REED: In the preface of the book, you expand on an essay that you first published in 2009 in Boulevard. I really loved the paragraphs of this essay where you discuss the critical tension between visual art and ekphrasis, which adapts visual art in words—as you put it, “the premise that ekphrasists seek to upstage visual art with verbal interpretation.” If not a combative one, what do you see as the relationship between the two disciplines?

 

BAUGHER: What I know to be true is that engaging with the visual arts can be a portal to your own creativity. Yet, the volumes of scholarly work on the criticism of responding to visual representation is disheartening, especially when I myself have seen two decades of students finding their creative voices byway of art-engagement. As this book’s midwife, I hope to shift the discussion from “why do it” to “why not do it.” I wish to set the movement on fire, to extinguish the critics’ voices who rail against creative writers who find fodder in the visual arts. In so far as the relationship between the two disciplines is concerned, an artist before a blank canvas and a writer before a blank page are no different.
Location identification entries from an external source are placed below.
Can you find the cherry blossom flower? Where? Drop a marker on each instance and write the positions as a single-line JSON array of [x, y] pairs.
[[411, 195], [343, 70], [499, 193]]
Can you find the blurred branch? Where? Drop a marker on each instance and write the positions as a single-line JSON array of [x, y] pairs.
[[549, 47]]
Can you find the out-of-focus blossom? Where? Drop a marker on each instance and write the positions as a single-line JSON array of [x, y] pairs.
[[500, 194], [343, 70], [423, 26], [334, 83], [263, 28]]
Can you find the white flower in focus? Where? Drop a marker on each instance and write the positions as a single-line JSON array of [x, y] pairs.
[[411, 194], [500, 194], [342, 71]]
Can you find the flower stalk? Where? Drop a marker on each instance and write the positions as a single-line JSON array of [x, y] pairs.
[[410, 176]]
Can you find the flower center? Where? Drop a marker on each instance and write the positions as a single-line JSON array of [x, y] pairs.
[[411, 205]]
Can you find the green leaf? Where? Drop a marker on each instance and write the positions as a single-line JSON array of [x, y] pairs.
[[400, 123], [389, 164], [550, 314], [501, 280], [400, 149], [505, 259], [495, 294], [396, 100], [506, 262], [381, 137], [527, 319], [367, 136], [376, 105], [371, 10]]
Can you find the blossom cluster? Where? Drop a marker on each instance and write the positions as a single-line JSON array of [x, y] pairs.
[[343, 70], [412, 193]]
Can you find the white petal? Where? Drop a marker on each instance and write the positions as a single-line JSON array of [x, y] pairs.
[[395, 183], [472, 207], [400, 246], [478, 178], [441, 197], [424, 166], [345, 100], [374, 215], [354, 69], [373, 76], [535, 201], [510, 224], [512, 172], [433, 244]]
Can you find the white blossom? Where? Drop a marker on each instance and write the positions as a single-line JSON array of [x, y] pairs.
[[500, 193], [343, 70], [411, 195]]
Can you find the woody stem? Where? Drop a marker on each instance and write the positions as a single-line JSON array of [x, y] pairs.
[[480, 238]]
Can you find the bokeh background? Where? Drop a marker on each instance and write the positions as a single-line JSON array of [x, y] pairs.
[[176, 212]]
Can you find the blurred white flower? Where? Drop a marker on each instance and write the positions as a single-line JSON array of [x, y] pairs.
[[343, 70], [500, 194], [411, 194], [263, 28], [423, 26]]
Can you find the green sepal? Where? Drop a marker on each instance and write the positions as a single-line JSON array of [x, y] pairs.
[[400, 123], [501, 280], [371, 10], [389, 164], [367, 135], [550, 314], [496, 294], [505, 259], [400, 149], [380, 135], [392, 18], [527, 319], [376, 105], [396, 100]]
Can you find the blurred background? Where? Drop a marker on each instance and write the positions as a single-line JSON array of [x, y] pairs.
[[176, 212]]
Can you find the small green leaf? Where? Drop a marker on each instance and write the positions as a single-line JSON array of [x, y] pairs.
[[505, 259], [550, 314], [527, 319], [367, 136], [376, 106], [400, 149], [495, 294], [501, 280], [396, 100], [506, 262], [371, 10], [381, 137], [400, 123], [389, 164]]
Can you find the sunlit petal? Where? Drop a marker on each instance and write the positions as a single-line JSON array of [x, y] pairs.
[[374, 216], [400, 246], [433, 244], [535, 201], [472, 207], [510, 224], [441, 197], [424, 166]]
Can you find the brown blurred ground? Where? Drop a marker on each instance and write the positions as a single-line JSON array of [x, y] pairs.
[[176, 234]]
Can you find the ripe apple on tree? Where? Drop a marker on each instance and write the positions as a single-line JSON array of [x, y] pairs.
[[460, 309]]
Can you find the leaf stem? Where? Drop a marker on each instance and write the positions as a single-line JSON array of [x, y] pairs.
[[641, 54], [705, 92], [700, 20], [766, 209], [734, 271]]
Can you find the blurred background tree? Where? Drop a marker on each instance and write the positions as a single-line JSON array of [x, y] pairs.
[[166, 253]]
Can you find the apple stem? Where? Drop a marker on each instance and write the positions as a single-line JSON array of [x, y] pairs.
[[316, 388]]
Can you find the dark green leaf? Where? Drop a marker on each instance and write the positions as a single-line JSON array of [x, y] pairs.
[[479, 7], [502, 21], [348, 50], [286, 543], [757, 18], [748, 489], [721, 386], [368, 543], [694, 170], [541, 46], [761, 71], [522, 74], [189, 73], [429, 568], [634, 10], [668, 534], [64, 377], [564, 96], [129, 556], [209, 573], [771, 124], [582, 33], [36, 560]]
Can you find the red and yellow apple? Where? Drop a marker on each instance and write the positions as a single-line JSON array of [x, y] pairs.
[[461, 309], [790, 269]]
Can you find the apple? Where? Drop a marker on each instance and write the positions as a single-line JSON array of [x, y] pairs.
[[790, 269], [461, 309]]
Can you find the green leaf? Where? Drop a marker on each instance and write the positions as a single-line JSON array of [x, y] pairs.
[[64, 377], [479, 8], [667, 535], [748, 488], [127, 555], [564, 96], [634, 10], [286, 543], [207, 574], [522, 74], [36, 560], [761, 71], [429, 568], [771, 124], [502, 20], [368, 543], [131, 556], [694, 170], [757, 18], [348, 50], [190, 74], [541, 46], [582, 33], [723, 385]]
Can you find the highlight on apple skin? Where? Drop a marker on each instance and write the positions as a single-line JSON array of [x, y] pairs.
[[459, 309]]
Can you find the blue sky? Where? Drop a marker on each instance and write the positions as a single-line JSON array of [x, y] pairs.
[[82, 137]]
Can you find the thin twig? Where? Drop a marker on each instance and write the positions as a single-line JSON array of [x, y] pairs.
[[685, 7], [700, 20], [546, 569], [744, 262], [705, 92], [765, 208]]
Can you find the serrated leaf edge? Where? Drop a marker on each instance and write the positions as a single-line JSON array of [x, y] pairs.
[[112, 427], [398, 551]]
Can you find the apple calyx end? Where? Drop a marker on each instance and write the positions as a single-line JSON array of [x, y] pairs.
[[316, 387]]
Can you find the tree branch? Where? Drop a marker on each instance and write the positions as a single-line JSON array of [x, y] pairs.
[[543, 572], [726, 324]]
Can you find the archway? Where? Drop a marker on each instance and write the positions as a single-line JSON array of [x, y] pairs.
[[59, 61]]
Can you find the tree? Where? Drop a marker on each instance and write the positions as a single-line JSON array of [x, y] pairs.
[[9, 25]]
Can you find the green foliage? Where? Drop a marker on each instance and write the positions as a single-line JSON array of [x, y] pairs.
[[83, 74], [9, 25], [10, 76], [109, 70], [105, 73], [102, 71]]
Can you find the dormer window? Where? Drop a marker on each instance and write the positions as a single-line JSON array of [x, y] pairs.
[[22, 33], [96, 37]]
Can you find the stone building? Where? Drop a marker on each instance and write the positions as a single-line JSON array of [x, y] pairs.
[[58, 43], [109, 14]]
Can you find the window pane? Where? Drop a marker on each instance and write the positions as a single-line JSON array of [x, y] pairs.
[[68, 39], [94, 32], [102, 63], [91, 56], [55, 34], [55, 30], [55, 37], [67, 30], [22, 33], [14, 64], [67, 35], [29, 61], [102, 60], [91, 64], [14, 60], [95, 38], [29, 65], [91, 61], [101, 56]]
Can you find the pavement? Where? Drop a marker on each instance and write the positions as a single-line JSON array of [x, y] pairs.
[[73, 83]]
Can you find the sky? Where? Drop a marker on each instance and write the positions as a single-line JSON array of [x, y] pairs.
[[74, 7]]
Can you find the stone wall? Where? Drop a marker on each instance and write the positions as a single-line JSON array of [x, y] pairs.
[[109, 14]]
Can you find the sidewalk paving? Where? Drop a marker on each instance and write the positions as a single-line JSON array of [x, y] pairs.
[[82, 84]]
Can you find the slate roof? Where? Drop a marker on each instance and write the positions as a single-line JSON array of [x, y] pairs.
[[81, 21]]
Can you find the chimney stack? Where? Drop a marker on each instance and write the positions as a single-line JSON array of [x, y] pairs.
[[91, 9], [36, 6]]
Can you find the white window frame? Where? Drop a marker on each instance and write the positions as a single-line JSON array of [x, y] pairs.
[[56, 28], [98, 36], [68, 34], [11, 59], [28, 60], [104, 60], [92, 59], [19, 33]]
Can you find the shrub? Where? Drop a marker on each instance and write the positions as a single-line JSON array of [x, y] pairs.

Artists of all types are curious about the world and are open to creative possibilities. In this book I demystify the visual artists’ work so that the creative writer can align with artists, as opposed to feeling stifled by the critics’ adversarial construct.

  

REED: I’ve recently started to consider food writing an example of nontraditional ekphrastic writing—it doesn’t translate a visual artwork, but it does conjure a sensory experience through evocative language. Do you touch on any ekphrastic inspirations or applications in your work that might surprise the reader?

 

BAUGHER: It wasn’t until I met Judith Kitchen at a writers’ conference in 2012 where she presented her memoir, Half in Shade that I realized that ekphrasis was a mode not simply for poetry. So, in conceiving my book, I knew it was important to tout ekphrasis across the genres—a notion that might surprise people who’ve only considered ekphrastic poetry. Hence, I present numerous excerpts of ekphrastic nonfiction and ekphrastic fiction. Additionally, since I began my career in the sciences, it was important for me to offer instruction on how teachers might teach S.T.E.M., with the starting point of an image. For instance, beyond studying Alexander Calder’s mobiles in an engineering course, there are visual artists worldwide who explore and utilize science, technology, and mathematics in their artwork. Given this current age of image-inundation and the popularity of interdisciplinary studies, in my book I make a case for beginning with art to start the learning process of any subject.

  

REED: I see that in your book, you provide many examples of ekphrastic writing, including new works by thirty poets and prose writers. What can the reader expect from this collection of work debuting in The Ekphrastic Writer?

 

BAUGHER: My first notion for the presentation of ekphrastic writing was to reprint previously published work. I quickly realized that there were at least two issues with that approach: First, recycling the “greatest hits” meant giving more press to the elderly (white) men who’d mostly written to artwork by (white) men. Secondly, the cost involved with acquiring reprint permissions was astronomical. So, I took a teacherly approach. After I had settled on global art across the ages and in which women were fairly represented, and for which I could afford the rights for reproducing, I reached out to writers (some friends, some strangers). The key to writing ekphrastically is choice: It’s the freedom to choose the image that leads to successful ekphrasis. While some writers opted out because my art selection didn’t resonate for them aesthetically, there were thirty stellar writers who selected an image and wrote freely, for I had given them no constraints (aside from length). It’s no surprise, then, that their approach to art-engagement ran the gamut—from metaekphrasis (using artwork as influence but dispensing with description altogether), to formal verse; from a writer who was “haunted” by a landscape and wrote two different poems, to memories of grandparents and mothers; from flash fiction based on a single detail in a painting, to a persona poem; and from museum-experience ekphrasis, to addressing both the painter and model; etc. Each piece of ekphrastic writing curated for this book, is successful in that each gives the readers more than what’s there (in the companion artwork). All these approaches came about organically, and based on the unique approaches that each curated writing produced, I began to compose my chapters.